The best parts are the ridiculously large and beautifully photographed dance numbers that Berkeley is known for, particularly those featuring the above mentioned Miranda and her hats. Also noteworthy is character actor Eugene Pallette (whose deep froggy voice cracks me up even when he says something like "Why should I get the San Francisco paper?" and especially when he says "What are you, a square from Delaware?" or "What do you have to do to get a room in this shebang!" (that last one is actually from a different movie, but you get my point, the dude is awesome). And of course, any dance number involving gigantic bananas being waved around in the air must be seen to be believed.

And yet the best part of all is the last few minutes of the film which start out as a song sung in homage to the polka dot and somehow turn into a psychedelic film-fest that is at least twenty years ahead of its time. We get glowing hoops, kaleidoscopic lenses, swirling colors, and a finale of disembodied heads singing the theme song of the film in unison. Probably one of the best endings ever, with the possible exception of The Fury.

Tuesday, June 06, 2006

Photo Recap

I am semi-recovered from my week back in Nebraska and the subsequent mold attack that Texas thrust upon me when I returned.
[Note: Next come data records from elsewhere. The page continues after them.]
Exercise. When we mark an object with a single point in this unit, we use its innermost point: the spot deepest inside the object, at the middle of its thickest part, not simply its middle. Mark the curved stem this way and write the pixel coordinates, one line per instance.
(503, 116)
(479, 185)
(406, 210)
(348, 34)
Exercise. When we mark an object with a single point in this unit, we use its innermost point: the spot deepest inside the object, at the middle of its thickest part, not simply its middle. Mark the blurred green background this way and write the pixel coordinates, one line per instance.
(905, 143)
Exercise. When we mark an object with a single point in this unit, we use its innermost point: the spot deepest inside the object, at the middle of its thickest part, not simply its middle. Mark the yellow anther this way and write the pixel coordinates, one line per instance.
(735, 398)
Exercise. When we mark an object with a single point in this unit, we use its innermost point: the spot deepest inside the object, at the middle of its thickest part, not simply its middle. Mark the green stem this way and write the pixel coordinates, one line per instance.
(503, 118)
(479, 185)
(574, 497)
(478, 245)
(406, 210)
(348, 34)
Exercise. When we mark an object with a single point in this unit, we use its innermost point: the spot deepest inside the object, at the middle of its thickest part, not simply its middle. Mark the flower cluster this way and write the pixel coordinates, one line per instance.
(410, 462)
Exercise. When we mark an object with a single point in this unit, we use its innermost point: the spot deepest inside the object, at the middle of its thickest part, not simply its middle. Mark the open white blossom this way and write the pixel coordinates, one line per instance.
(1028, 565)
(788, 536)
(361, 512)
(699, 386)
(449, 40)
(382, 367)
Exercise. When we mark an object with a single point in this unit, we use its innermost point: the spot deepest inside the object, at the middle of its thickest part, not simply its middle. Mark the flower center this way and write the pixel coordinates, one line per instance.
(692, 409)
I had a lovely time, spending much of it with my youngest sister (the taller blonde, pictured above), and my folks. My trip involved golfing with my dad, visiting with cute girls (like the wee one above, and her sister, playing with cute boys, chatting with old friends from high school at a barbecue, drinking coffee with my mom, going to the horseraces and losing six bucks on the ponies (sadly not pictured), drinking beer with my parents, drinking beer with friends, eating pizza with friends, drinking coffee with friends, watching TV with my parents, going to my sister's graduation party, and rocking out at my friend Lindsay's wedding. Lindsay is my oldest friend -- we met when we were ten, and were best friends all through junior high and high school.

So, although I apparently missed out on the social week of the century back in Austin-town, I still had a lovely time up north. Also, no mold and not as hot.

Complete photographic evidence available here.

Monday, June 05, 2006

The insides of my ears itch like crazy

I love you Austin, but why are you so hot and moldy?

Thursday, June 01, 2006

An Erection? What's That?

In the past couple of days, I've somehow managed to watch this one exceedingly long Viagra commercial with my dad three or four times. It isn't so bad until the fake TV doctor gets to a long list of side effects. One caution is that you should probably call a doctor if you have had an erection for more than four hours. Seriously, TV, this is really funny, but I'm just not the kind of girl who can make jokes about erections with my dad. Please don't play this commercial for us anymore. Thanks.